Jon Marcoux, director of historic preservation at Clemson Design Center, scans the grounds of Marion Square for traces of “Horn Works” on Wednesday Feb. 5, 2020, in Charleston. Gavin McIntyre/Staff

The ugly slab of shell-spackled rock in Marion Square was once a piece of an intimidating tabby fort that stood like the battlements of a castle in front of the British attacking Charleston during the Revolutionary War.

The so-called “Horn Work” was a walled-off, moated, 8-acre bulwark that held 18 of the Americans’ largest guns behind a gate wide enough that Gen. William Moultrie rode through at a full gallop.

The works might easily be the largest tabby fort ever built.

But nobody knows, yet.

That’s why Clemson Design Center and College of Charleston students are in Marion Square this week rolling ground-penetrating radar trying to ping buried rock slabs or the leftover remains of the fort’s foundation.

The goal is to pinpoint where and how big the defense was while helping to better understand its signature role in the history of the city using interpretative markers and augmented reality re-creations.

“Huge, impressive, intimidating, the structure literally guarded the entrance to Charleston,” said historian Nic Butler, who has pushed for the overdue recognition.

The Horn Work straddled today’s King Street, which 250 years ago was the only road into the city. It went from Marion Square to the Francis Marion Hotel and adjoining garage. Its rear wall likely abutted today’s Calhoun Street. Its name came from two protruding points that faced north, putting soldiers on walls to either side of people entering the gate hoping to pass south on King.

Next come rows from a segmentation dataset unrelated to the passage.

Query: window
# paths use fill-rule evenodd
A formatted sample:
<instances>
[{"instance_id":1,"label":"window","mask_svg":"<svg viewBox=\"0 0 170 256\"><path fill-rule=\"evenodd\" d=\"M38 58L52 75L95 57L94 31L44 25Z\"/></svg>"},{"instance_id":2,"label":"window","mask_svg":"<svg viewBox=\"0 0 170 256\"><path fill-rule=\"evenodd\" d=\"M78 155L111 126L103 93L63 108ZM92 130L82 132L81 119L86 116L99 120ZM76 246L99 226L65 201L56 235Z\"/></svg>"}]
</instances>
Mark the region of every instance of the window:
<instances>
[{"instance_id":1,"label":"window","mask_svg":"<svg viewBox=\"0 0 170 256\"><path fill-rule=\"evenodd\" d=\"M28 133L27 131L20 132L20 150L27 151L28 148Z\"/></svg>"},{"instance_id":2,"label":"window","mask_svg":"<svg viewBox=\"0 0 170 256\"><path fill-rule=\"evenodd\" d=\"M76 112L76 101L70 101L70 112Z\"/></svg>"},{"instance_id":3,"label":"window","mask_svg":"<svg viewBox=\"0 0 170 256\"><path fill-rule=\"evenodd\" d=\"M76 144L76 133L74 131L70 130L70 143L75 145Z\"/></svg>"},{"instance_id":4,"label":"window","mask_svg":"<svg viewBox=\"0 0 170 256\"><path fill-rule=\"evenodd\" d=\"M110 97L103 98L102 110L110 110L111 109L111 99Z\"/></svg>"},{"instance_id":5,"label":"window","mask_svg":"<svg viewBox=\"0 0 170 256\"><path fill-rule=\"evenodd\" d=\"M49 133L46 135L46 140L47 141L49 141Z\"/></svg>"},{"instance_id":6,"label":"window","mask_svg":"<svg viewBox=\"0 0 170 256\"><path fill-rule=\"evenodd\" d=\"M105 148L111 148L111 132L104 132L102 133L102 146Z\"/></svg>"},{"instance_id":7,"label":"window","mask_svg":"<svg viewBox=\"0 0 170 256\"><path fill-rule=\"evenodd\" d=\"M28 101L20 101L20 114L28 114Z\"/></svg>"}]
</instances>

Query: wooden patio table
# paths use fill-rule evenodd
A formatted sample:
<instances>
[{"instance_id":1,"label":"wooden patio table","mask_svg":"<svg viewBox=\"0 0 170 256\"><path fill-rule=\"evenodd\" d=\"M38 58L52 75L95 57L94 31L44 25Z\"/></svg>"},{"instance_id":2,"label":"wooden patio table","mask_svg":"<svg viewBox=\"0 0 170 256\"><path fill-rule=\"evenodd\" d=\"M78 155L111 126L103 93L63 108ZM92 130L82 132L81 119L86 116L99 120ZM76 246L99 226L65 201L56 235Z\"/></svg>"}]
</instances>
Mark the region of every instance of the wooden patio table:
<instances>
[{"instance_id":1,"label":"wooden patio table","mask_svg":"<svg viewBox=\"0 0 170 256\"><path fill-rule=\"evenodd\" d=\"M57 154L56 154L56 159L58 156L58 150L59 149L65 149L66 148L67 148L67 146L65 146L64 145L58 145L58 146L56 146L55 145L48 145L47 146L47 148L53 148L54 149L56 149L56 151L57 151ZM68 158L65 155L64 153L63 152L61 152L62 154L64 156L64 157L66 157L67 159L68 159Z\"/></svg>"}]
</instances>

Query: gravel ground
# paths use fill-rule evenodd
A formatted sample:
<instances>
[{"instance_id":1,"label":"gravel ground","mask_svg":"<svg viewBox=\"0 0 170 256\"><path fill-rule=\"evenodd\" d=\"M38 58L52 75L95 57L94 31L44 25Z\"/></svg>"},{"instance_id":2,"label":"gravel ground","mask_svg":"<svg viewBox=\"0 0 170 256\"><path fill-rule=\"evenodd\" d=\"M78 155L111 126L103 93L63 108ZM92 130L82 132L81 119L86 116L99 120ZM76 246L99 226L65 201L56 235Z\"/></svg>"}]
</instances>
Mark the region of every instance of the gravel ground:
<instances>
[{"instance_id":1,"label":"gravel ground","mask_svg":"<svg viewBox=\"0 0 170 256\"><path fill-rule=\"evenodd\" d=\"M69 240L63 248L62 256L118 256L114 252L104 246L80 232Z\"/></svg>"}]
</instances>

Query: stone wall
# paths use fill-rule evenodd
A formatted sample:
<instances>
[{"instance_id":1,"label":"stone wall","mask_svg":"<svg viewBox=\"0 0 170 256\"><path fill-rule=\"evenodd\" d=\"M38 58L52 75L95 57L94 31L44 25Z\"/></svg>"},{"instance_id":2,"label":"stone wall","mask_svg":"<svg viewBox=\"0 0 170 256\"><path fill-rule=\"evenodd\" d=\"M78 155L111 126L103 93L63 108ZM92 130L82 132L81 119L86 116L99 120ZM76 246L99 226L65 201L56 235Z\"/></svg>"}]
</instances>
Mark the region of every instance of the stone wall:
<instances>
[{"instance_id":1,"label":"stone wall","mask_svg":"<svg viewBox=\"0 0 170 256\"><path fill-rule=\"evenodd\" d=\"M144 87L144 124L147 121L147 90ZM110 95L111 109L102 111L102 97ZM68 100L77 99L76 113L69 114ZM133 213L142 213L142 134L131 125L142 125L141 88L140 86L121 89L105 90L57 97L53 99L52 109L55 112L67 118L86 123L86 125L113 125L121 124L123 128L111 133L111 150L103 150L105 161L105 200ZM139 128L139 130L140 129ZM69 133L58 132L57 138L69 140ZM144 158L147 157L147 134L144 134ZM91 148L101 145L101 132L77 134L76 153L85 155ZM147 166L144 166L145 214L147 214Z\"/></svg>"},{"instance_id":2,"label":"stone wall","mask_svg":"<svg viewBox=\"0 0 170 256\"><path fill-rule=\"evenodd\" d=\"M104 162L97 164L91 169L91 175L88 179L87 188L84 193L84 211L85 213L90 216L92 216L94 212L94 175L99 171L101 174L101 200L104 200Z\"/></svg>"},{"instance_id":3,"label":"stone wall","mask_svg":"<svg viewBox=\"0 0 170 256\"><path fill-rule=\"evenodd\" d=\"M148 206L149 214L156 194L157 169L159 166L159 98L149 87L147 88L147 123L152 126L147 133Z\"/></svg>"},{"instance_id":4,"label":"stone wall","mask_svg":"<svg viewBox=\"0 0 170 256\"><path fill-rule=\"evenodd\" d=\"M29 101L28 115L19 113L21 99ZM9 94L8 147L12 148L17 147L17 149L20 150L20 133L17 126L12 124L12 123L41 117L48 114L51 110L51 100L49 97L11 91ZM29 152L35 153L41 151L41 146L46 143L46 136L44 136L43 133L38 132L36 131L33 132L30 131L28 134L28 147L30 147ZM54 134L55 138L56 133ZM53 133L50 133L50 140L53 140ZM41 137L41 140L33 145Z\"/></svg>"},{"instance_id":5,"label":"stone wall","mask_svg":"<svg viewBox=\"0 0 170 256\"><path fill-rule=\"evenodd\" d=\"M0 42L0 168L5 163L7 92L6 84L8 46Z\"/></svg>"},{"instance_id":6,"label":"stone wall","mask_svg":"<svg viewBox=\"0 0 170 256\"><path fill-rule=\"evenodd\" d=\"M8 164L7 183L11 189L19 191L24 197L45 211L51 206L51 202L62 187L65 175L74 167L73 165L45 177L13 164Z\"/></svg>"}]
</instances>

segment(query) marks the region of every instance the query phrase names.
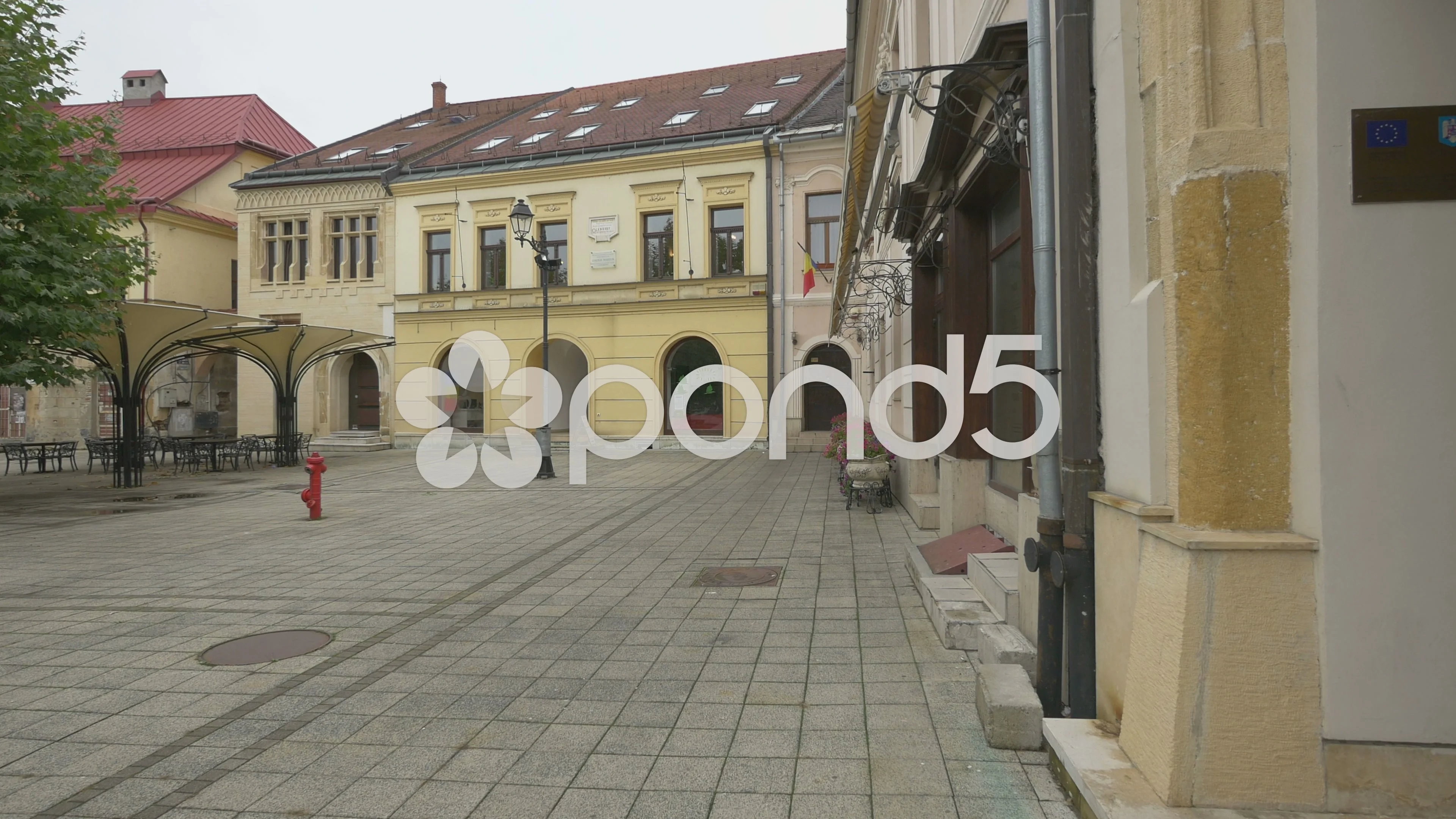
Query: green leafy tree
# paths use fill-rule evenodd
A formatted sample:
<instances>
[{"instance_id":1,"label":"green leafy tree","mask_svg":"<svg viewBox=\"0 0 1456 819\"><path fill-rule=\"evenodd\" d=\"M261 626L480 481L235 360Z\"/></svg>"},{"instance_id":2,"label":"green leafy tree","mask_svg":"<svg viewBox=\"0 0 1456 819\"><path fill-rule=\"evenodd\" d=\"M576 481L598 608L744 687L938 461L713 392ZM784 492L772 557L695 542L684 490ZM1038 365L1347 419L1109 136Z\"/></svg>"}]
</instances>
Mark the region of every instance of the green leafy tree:
<instances>
[{"instance_id":1,"label":"green leafy tree","mask_svg":"<svg viewBox=\"0 0 1456 819\"><path fill-rule=\"evenodd\" d=\"M61 44L51 0L0 0L0 383L68 383L63 353L115 332L119 300L146 275L125 238L131 191L116 172L118 121L52 111L80 42Z\"/></svg>"}]
</instances>

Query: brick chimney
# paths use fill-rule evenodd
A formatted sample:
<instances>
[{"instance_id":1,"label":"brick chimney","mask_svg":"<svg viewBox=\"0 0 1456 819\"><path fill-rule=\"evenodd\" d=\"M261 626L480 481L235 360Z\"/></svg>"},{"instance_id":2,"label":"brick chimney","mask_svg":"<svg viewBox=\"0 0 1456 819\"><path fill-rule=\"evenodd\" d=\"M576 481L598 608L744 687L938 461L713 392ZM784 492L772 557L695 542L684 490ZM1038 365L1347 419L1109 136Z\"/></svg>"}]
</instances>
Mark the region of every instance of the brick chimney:
<instances>
[{"instance_id":1,"label":"brick chimney","mask_svg":"<svg viewBox=\"0 0 1456 819\"><path fill-rule=\"evenodd\" d=\"M167 76L157 68L127 71L121 76L121 105L151 105L167 96Z\"/></svg>"}]
</instances>

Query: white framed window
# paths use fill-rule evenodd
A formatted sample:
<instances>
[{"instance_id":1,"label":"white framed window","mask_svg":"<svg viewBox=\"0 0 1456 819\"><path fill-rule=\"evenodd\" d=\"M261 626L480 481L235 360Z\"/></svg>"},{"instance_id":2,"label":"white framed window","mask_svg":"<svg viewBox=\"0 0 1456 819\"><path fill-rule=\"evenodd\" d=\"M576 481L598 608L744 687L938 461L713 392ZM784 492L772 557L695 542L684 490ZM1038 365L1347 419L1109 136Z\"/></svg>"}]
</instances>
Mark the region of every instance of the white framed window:
<instances>
[{"instance_id":1,"label":"white framed window","mask_svg":"<svg viewBox=\"0 0 1456 819\"><path fill-rule=\"evenodd\" d=\"M379 265L379 216L351 213L329 217L329 280L374 278Z\"/></svg>"},{"instance_id":2,"label":"white framed window","mask_svg":"<svg viewBox=\"0 0 1456 819\"><path fill-rule=\"evenodd\" d=\"M600 127L601 127L601 122L597 122L596 125L582 125L582 127L577 128L575 131L566 134L562 138L563 140L579 140L581 137L585 137L587 134L590 134L591 131L596 131Z\"/></svg>"},{"instance_id":3,"label":"white framed window","mask_svg":"<svg viewBox=\"0 0 1456 819\"><path fill-rule=\"evenodd\" d=\"M264 222L264 281L303 281L309 275L309 220Z\"/></svg>"},{"instance_id":4,"label":"white framed window","mask_svg":"<svg viewBox=\"0 0 1456 819\"><path fill-rule=\"evenodd\" d=\"M511 141L511 137L491 137L470 150L491 150L492 147Z\"/></svg>"}]
</instances>

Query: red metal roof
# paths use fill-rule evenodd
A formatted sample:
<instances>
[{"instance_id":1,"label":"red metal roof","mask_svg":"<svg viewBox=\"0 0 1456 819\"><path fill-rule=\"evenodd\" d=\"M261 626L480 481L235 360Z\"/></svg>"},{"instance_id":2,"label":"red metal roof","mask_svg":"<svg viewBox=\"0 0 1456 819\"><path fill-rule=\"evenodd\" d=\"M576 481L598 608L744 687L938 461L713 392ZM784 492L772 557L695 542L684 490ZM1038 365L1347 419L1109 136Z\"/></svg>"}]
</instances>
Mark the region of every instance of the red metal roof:
<instances>
[{"instance_id":1,"label":"red metal roof","mask_svg":"<svg viewBox=\"0 0 1456 819\"><path fill-rule=\"evenodd\" d=\"M153 73L128 71L127 76ZM135 106L119 102L60 105L55 112L71 118L121 117L116 133L121 168L112 184L134 187L138 200L165 203L227 165L243 149L280 159L313 149L307 137L252 93L182 96ZM90 147L92 143L71 146L71 156Z\"/></svg>"},{"instance_id":2,"label":"red metal roof","mask_svg":"<svg viewBox=\"0 0 1456 819\"><path fill-rule=\"evenodd\" d=\"M757 128L788 121L820 98L844 68L844 50L776 57L716 68L683 71L569 89L539 102L492 128L470 134L469 140L434 156L411 162L424 169L457 162L520 157L533 153L603 147L638 140L657 140L687 134L709 134L735 128ZM796 82L776 85L799 76ZM709 89L724 90L703 96ZM638 102L614 108L625 99ZM757 103L773 103L760 115L747 115ZM581 108L593 106L581 114ZM674 115L695 112L680 125L667 125ZM594 128L588 128L596 125ZM585 133L582 133L585 130ZM547 134L534 141L536 134ZM501 140L495 147L478 147Z\"/></svg>"},{"instance_id":3,"label":"red metal roof","mask_svg":"<svg viewBox=\"0 0 1456 819\"><path fill-rule=\"evenodd\" d=\"M119 102L60 105L61 117L121 115L116 147L125 152L245 146L280 159L313 150L313 143L258 95L165 98L151 105ZM76 146L83 153L89 146Z\"/></svg>"}]
</instances>

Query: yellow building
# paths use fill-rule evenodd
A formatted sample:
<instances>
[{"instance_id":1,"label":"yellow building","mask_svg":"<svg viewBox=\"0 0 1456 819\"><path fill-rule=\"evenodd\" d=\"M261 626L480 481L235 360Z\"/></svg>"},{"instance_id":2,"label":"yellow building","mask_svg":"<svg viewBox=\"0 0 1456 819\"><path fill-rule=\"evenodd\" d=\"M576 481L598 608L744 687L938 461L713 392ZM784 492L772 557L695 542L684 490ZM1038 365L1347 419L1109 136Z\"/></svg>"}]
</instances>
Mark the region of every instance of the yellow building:
<instances>
[{"instance_id":1,"label":"yellow building","mask_svg":"<svg viewBox=\"0 0 1456 819\"><path fill-rule=\"evenodd\" d=\"M839 133L842 105L817 103L839 93L842 67L843 52L830 51L456 105L437 83L430 109L237 184L245 312L397 340L392 351L320 367L300 401L300 428L333 433L326 446L374 446L374 434L379 446L415 446L427 430L395 418L390 385L443 366L472 329L501 337L515 367L539 366L540 274L511 236L515 200L530 204L534 236L562 261L549 357L563 404L588 369L606 364L649 375L665 396L686 372L724 363L767 398L778 335L769 305L782 286L780 274L770 280L780 256L773 137ZM839 189L837 178L815 184ZM303 281L298 222L312 238ZM357 233L371 245L354 256ZM288 270L284 242L294 245ZM644 418L636 393L619 386L588 407L607 437L638 433ZM265 385L249 395L258 398L245 427L271 424ZM464 391L450 410L454 428L478 436L499 433L508 414L498 396ZM743 399L724 402L722 386L706 385L689 418L705 436L731 434ZM552 426L565 433L565 410Z\"/></svg>"},{"instance_id":2,"label":"yellow building","mask_svg":"<svg viewBox=\"0 0 1456 819\"><path fill-rule=\"evenodd\" d=\"M55 112L119 118L121 168L112 184L135 191L122 233L146 240L151 264L151 275L127 299L236 309L237 197L229 185L313 143L256 95L169 98L166 76L157 70L127 71L121 83L119 102L60 105ZM232 357L169 367L149 396L149 421L173 433L192 431L195 423L230 431L233 373ZM0 407L7 410L0 437L111 434L111 392L103 382L0 389Z\"/></svg>"}]
</instances>

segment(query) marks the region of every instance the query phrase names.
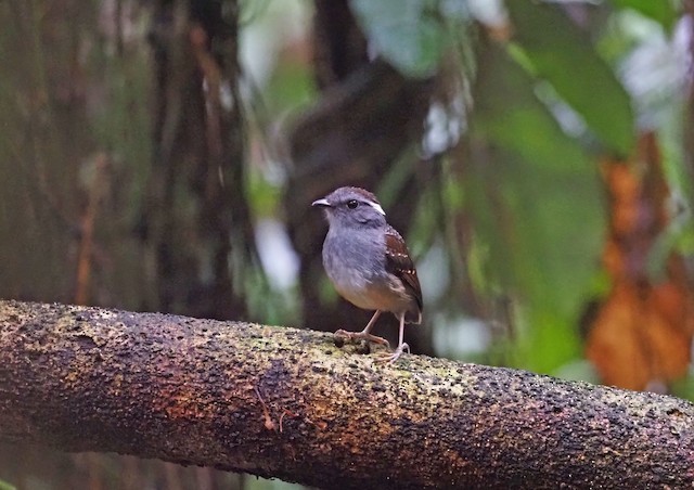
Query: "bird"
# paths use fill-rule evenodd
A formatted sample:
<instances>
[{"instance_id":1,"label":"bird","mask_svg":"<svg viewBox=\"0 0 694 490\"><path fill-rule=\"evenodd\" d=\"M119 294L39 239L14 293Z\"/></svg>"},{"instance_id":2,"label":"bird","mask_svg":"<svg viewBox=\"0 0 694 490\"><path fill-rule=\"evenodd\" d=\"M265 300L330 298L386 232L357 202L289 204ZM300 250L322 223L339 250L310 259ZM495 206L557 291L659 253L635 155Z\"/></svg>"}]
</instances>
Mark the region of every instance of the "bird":
<instances>
[{"instance_id":1,"label":"bird","mask_svg":"<svg viewBox=\"0 0 694 490\"><path fill-rule=\"evenodd\" d=\"M387 223L376 196L364 189L343 186L311 205L324 210L329 223L322 250L327 278L343 298L375 310L363 331L340 328L335 338L389 347L388 340L371 333L381 313L389 311L399 321L398 347L378 361L394 363L410 351L404 324L421 323L423 311L420 280L404 240Z\"/></svg>"}]
</instances>

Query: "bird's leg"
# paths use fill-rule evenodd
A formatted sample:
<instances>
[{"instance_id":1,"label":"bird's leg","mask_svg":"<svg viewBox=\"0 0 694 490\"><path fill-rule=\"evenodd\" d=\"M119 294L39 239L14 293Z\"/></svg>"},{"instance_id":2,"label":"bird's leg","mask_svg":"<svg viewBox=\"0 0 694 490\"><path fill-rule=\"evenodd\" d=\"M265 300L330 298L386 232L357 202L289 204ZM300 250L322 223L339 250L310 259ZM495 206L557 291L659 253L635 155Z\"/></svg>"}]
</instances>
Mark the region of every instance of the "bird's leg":
<instances>
[{"instance_id":1,"label":"bird's leg","mask_svg":"<svg viewBox=\"0 0 694 490\"><path fill-rule=\"evenodd\" d=\"M376 310L375 313L373 313L373 317L371 317L371 320L369 320L369 323L367 323L367 326L364 327L364 330L362 330L361 332L347 332L346 330L338 330L337 332L335 332L334 337L335 338L342 338L343 340L347 339L347 340L368 340L368 341L372 341L374 344L382 344L386 347L390 347L390 345L388 344L388 340L386 340L383 337L378 337L376 335L373 335L371 333L371 328L373 328L373 325L376 324L376 320L378 320L378 317L381 315L381 310Z\"/></svg>"},{"instance_id":2,"label":"bird's leg","mask_svg":"<svg viewBox=\"0 0 694 490\"><path fill-rule=\"evenodd\" d=\"M410 353L410 346L404 343L404 313L400 314L400 335L398 338L398 347L391 353L386 353L380 356L377 362L382 362L384 364L393 364L398 360L402 352Z\"/></svg>"}]
</instances>

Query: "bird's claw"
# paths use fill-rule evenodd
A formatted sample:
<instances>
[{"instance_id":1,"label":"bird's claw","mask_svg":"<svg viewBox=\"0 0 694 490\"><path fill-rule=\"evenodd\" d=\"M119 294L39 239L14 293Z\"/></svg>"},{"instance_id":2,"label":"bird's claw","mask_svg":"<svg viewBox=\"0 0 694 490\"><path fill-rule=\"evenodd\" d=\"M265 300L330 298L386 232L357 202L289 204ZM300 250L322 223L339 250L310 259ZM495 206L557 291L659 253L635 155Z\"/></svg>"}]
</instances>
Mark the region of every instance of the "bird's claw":
<instances>
[{"instance_id":1,"label":"bird's claw","mask_svg":"<svg viewBox=\"0 0 694 490\"><path fill-rule=\"evenodd\" d=\"M390 344L385 338L365 332L347 332L346 330L340 328L338 331L335 331L335 333L333 334L333 338L335 339L335 341L340 341L342 344L346 341L367 340L390 348Z\"/></svg>"}]
</instances>

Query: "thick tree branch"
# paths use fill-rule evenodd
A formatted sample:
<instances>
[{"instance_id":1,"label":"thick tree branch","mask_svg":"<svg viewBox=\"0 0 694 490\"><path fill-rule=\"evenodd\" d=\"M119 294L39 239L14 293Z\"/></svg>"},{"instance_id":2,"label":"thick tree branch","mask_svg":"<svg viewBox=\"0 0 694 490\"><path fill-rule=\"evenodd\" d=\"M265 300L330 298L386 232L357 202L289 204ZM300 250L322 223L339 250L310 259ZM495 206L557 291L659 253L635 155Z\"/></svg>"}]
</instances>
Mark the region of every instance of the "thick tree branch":
<instances>
[{"instance_id":1,"label":"thick tree branch","mask_svg":"<svg viewBox=\"0 0 694 490\"><path fill-rule=\"evenodd\" d=\"M694 405L330 334L0 301L0 439L324 488L683 488Z\"/></svg>"}]
</instances>

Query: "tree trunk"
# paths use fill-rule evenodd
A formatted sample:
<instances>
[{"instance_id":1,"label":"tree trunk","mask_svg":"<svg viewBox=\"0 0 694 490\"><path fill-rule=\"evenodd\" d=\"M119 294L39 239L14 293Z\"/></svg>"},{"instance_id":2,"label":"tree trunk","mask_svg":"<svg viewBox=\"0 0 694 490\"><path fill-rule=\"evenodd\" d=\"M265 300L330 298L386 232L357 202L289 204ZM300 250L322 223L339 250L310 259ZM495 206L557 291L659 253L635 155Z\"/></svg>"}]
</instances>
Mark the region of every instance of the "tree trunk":
<instances>
[{"instance_id":1,"label":"tree trunk","mask_svg":"<svg viewBox=\"0 0 694 490\"><path fill-rule=\"evenodd\" d=\"M323 488L684 488L694 405L326 333L0 301L0 439Z\"/></svg>"}]
</instances>

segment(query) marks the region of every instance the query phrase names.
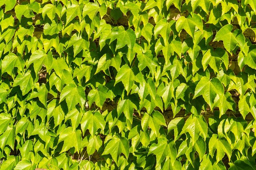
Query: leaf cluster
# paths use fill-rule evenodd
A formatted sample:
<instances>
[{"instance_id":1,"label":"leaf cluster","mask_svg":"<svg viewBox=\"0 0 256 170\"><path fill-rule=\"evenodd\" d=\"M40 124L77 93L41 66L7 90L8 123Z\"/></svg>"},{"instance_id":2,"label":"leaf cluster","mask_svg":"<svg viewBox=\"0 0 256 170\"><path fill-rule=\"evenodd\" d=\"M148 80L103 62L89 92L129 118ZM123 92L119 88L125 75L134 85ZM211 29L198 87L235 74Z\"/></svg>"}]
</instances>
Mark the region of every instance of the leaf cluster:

It withstood attacks during the 1780 Siege of Charleston. One eyewitness characterized the gunfire as devastating to British soldiers. The city, though, surrendered after a bombardment by British guns.

The walls stood for only 30 years, knocked down likely to fill the moat with the debris.

Today the lone slab is all that remains above ground, with a simple marker that reads “Remnant of Horn Work.”

“Visitors come (and) see this ugly piece of rock and say, ‘I don’t care,’ ” Butler said.

Others, though, boast of its significance.

Gabriel Cristofari, a graduate student, listens to Jon Marcoux, director of historic preservation at Clemson Design Center, explain a device to scan the grounds of Marion Square for traces of “Horn Works” on Wednesday Feb. 5, 2020, in Charleston. Gavin McIntyre/Staff

“Nobody knows what a Horn Work is and nobody knows how massive this fortification was,” said Doug Bostick, director S.C. Battlefield Preservation Trust, who hopes to make the site a featured stop on a statewide Liberty Trail, working with the American Battlefield Trust.

“This was the literal gates the city,” he added.

As the fort was torn down, a few pieces were kept by nearby landowners to be used as garden walls. Less than 100 years later, the slab apparently was all that remained visible, photographed by a Union soldier at the close of the Civil War, fenced off by artillery pieces with a stack of cannonballs alongside.

This photograph of the remnant of the “Horn Work” was shot by a Union soldiers at the close of the Civil War. Library of Congress/Provided

Sketches of the Horn Work have been preserved, but they disagree on details. A few archaeological survey trenches were done in the 1990s as part of a reclamation of the square after the wreckage of Hurricane Hugo. That survey found pieces.

This week, students working under design center historic preservation director Jon Marcoux are picking out more from radar images that Marcoux described as little more than blobs anywhere from a few inches to 3 feet under ground.

The hope is a full preservation of what’s left — a footprint for historic interpretations of the site and a guide on what to avoid in any future development of the square.

For Marcoux it’s more than historic preservation. It’s a real world, hands-on project for students that shows the importance of what they do for history.

“Find the footprint so it can be laid out, mapped in and avoided. It gives them a sense of accountability, that we have a responsibility to be stewards of this,” he said.

As an experience it gets, in the words of design center graduate student Rachel Wilson, “a 10 out of 10 cool factor.”